In our Entitlement Society, most of the cost of "funding government operations" is determined by the number of individuals receiving these entitlements. Therefore, reducing this number is just as important a factor in tax policy as are tax rates themselves. (The fact that income tax rates and revenues have been inversely proportional further underscores this point.)
You assertion that tax policy and economic activity are (or should be) unrelated is completely unrealistic, as well as inaccurate. Why do you think jobs and factories migrate to States and countries with more favorable tax policies?
I guess strictly speaking, SSI and Medicare are entitlements, but they are ones for which a great many recipients worked to receive. The personally focused, pure and simple, handouts amount to ~$140 billion.
Could the mix of spending be shuffled to put more "here" and less "there?" Of course. That said, I don't see $140 billion, in the scheme of things, as militating for calling our country an "entitlement society."
Red:
I will accept (because I haven't looked into it) that the rates are
inversely proportioned as you say. I won't accept without
evidence that their being so reflects anything beyond a circumstantial observation. Just so I can be sure to examine the right things,
whose revenues do you mean? Government's, individuals, private sector businesses/non-profits, all of them or some combination thereof?
Blue:
The ones who are my clients and who've actually moved their production operations abroad did so because the cost of labor plus transportation plus was lower in the "moved to" countries than it was in U.S. The tax rates on domestically earned profits were not a controlling factor in the ROI "do or don't do" decision.

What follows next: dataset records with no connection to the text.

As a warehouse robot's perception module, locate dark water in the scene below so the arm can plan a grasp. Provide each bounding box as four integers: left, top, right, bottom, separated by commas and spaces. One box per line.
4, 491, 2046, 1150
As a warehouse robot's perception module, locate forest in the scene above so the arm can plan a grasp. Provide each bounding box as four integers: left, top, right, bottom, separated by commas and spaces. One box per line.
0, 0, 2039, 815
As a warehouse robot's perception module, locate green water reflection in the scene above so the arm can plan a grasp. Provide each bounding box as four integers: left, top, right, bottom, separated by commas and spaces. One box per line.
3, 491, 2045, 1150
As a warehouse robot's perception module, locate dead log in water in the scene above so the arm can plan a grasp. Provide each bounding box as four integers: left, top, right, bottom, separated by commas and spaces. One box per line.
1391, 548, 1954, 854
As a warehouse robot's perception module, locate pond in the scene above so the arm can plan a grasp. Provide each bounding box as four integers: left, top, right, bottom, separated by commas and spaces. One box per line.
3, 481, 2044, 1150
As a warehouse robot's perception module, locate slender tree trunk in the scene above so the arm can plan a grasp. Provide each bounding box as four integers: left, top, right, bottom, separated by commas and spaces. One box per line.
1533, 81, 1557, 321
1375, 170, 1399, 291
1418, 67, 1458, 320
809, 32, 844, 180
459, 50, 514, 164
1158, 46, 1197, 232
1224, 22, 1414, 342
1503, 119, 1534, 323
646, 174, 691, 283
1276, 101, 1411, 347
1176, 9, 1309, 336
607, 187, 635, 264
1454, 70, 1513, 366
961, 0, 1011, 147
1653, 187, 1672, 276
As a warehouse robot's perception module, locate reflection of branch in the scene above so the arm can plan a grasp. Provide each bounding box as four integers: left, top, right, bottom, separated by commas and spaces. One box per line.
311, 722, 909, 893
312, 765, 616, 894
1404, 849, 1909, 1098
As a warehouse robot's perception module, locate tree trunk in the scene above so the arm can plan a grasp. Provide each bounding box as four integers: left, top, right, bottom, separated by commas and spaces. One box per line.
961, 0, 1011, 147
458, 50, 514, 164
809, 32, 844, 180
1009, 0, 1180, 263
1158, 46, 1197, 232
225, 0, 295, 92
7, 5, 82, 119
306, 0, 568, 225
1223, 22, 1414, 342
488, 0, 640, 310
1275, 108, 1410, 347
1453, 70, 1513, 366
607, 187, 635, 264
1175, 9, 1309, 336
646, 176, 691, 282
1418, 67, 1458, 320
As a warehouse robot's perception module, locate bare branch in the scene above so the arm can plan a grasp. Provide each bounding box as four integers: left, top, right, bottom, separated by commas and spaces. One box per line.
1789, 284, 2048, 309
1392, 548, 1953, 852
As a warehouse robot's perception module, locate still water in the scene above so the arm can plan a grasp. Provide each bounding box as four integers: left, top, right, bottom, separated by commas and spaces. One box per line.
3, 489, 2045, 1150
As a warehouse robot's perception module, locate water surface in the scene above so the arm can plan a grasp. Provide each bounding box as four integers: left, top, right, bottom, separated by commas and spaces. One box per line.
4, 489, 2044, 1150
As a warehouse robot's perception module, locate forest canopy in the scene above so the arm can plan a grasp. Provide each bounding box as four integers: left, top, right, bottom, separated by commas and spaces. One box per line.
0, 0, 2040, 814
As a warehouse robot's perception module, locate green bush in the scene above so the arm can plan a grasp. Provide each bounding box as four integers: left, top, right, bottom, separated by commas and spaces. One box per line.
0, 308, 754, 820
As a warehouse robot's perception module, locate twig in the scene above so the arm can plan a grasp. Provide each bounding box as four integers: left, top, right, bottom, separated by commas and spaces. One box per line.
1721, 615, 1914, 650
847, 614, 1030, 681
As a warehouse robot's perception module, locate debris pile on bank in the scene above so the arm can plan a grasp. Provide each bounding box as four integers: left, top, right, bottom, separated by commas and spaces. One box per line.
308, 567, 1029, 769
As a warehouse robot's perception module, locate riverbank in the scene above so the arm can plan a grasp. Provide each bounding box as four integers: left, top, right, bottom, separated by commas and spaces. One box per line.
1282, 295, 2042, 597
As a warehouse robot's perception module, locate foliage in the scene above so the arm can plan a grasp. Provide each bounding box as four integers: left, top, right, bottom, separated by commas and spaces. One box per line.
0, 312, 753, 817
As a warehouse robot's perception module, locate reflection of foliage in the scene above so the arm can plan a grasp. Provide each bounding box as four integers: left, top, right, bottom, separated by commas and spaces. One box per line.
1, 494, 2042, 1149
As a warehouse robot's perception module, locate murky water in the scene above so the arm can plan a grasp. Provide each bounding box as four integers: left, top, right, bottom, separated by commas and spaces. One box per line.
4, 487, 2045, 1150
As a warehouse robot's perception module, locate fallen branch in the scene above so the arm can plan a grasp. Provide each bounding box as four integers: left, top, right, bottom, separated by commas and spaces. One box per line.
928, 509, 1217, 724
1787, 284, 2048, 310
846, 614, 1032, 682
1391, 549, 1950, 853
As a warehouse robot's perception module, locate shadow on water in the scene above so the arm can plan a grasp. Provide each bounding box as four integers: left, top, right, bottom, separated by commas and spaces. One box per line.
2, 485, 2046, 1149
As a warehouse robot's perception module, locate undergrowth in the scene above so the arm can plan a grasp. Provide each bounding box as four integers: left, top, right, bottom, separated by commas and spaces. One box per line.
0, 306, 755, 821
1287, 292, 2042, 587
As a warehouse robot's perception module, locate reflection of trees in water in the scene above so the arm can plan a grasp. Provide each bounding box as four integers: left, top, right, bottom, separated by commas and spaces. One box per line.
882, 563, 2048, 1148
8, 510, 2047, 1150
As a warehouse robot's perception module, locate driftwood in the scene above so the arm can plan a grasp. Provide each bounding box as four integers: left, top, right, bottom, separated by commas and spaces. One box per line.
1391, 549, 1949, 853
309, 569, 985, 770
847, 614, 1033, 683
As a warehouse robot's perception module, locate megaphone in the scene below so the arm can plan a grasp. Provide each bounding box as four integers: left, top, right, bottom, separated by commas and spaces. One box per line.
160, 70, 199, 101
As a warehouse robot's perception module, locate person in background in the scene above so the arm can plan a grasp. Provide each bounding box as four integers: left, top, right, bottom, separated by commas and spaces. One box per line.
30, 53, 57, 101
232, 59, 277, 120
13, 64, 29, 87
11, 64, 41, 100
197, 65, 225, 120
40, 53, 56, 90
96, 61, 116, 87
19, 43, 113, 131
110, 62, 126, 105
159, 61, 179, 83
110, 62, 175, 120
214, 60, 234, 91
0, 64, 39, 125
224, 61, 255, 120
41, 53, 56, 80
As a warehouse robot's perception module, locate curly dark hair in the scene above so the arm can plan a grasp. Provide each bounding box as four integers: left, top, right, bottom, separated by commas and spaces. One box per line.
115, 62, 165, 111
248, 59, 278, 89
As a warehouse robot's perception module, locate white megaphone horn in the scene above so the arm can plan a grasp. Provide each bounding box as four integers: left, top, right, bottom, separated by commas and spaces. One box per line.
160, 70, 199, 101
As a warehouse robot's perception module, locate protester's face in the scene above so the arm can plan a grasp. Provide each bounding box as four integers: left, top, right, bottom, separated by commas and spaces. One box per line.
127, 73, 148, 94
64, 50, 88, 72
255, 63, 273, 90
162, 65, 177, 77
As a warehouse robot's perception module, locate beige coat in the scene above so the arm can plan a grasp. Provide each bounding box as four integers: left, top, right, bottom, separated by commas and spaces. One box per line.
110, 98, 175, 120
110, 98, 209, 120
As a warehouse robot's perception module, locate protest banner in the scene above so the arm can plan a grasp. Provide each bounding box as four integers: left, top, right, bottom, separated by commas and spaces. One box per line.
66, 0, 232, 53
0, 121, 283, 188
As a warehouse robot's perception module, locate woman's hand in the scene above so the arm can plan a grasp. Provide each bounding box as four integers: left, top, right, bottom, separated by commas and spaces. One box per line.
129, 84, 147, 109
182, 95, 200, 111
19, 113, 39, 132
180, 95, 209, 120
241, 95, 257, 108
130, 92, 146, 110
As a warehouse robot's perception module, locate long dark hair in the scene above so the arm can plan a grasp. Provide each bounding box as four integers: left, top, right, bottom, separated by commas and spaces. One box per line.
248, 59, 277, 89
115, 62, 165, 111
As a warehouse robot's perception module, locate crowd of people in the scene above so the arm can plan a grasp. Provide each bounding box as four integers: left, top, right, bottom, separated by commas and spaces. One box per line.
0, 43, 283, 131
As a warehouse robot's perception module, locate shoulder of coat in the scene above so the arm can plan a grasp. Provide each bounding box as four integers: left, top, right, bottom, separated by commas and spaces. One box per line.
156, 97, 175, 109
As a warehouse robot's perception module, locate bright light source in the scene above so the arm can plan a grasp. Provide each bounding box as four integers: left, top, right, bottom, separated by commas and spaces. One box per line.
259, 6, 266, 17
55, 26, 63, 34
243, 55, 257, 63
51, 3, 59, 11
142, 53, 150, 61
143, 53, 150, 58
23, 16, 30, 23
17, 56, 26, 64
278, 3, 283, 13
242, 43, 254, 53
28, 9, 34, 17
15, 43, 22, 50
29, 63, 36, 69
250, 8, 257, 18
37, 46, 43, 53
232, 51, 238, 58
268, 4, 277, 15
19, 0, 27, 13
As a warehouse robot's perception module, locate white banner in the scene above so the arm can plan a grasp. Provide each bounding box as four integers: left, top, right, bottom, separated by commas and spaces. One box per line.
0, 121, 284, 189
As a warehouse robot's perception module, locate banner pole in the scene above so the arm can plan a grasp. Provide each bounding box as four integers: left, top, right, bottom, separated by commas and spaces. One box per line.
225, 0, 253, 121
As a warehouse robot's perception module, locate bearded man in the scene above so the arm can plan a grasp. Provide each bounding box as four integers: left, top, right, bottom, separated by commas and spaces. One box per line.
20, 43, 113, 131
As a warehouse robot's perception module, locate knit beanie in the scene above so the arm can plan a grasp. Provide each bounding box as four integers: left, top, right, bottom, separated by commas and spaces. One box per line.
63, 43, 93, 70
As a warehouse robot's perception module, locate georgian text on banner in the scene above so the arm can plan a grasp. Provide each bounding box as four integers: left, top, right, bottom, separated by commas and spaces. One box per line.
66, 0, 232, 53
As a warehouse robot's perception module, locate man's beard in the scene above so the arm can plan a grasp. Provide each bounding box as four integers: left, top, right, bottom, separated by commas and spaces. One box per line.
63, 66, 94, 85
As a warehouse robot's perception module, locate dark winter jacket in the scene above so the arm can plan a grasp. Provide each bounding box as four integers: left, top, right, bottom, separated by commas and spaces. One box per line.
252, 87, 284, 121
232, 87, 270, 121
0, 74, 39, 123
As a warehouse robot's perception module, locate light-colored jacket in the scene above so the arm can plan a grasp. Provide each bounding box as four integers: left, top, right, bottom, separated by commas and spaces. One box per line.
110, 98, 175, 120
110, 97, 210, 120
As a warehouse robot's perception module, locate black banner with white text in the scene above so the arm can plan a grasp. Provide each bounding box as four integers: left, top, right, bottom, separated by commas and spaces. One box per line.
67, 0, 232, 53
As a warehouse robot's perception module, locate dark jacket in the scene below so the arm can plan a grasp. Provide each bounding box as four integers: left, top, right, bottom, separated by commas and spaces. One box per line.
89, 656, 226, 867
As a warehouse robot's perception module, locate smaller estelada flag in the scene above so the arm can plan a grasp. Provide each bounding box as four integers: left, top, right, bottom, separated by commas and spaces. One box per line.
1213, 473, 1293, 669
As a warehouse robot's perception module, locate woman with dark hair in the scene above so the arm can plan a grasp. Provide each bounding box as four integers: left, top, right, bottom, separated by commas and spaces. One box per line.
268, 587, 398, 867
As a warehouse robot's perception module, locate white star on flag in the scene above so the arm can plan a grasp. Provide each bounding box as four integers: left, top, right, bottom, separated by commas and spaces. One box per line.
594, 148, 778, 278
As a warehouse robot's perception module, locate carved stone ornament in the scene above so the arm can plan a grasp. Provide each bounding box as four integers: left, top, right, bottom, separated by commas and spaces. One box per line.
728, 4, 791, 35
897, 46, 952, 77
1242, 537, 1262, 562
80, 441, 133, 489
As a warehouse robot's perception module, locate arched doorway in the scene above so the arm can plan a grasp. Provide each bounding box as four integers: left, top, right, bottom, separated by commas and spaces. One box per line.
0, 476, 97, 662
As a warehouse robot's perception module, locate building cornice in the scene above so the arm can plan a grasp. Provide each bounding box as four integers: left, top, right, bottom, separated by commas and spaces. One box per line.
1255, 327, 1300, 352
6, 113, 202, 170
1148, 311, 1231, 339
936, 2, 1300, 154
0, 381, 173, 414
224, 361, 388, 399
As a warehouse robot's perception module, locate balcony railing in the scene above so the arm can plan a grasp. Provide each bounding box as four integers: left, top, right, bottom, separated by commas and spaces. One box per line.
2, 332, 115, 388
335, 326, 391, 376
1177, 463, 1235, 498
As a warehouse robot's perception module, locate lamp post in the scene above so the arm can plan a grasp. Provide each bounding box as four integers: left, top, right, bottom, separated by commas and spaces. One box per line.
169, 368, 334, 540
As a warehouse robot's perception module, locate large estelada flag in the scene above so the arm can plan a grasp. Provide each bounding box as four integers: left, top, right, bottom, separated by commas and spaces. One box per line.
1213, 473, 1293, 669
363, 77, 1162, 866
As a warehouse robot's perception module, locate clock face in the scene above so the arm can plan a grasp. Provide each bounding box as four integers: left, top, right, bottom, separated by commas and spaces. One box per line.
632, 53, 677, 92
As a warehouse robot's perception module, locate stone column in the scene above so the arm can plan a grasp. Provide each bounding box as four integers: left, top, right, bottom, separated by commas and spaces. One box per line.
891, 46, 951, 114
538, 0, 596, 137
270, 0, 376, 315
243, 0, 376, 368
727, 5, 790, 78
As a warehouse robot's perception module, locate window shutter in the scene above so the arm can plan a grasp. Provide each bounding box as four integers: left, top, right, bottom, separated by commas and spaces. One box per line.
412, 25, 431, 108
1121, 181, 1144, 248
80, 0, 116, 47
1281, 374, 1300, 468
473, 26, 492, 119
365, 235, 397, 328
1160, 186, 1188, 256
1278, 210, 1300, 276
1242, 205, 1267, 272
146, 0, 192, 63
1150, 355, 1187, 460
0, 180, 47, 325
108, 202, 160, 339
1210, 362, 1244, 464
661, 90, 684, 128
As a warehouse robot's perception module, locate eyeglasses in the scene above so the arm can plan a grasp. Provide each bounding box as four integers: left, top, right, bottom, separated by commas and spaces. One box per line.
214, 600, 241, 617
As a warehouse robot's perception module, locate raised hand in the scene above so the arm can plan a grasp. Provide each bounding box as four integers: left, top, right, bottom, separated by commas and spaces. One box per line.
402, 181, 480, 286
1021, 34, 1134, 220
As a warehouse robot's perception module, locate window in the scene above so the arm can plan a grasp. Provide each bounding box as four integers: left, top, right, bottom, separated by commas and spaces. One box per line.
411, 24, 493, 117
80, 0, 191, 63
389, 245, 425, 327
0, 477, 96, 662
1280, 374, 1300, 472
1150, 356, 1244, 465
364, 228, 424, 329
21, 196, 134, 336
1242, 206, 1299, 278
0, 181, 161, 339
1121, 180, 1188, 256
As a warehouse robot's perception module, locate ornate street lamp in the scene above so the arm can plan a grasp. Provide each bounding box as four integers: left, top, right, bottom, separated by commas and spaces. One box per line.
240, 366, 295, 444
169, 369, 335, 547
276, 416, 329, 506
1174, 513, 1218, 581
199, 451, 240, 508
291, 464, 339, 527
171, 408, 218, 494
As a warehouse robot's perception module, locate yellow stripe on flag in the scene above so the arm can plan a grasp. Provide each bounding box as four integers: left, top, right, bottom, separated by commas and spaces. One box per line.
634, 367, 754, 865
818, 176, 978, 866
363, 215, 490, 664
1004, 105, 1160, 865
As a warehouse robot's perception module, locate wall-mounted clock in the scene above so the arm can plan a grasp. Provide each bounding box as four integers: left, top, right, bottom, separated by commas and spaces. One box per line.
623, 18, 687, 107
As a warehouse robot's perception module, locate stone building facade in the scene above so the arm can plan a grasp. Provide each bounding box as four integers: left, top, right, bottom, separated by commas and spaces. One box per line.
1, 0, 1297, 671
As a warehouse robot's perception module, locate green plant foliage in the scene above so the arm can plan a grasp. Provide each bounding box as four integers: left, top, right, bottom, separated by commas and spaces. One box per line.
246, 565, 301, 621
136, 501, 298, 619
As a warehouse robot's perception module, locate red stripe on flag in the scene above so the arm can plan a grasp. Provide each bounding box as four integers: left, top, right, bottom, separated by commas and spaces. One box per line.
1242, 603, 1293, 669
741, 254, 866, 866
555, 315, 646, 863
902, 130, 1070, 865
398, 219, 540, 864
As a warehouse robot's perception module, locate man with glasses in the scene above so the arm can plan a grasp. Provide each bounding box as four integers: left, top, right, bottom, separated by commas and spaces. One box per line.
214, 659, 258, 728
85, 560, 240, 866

There's no denying that after making the central business decision based on a legitimate business case, they took advantage of available tax minimization strategies. Indeed, the revised tax position (be it positive or negative) was without exception included in the business case, but the tax opportunities were in none of those cases the driver.
I do have a few clients for whom the sole purpose of our engagements have been to take advantage of technology to implement one or several tax minimization tactics. On the most effectual of those projects, the client has been realizing a net tax savings of about $70 million per year, but the taxes involved aren't federal taxes. Most critically to this discussion, however, the "movements" the clients undertake are all within the U.S.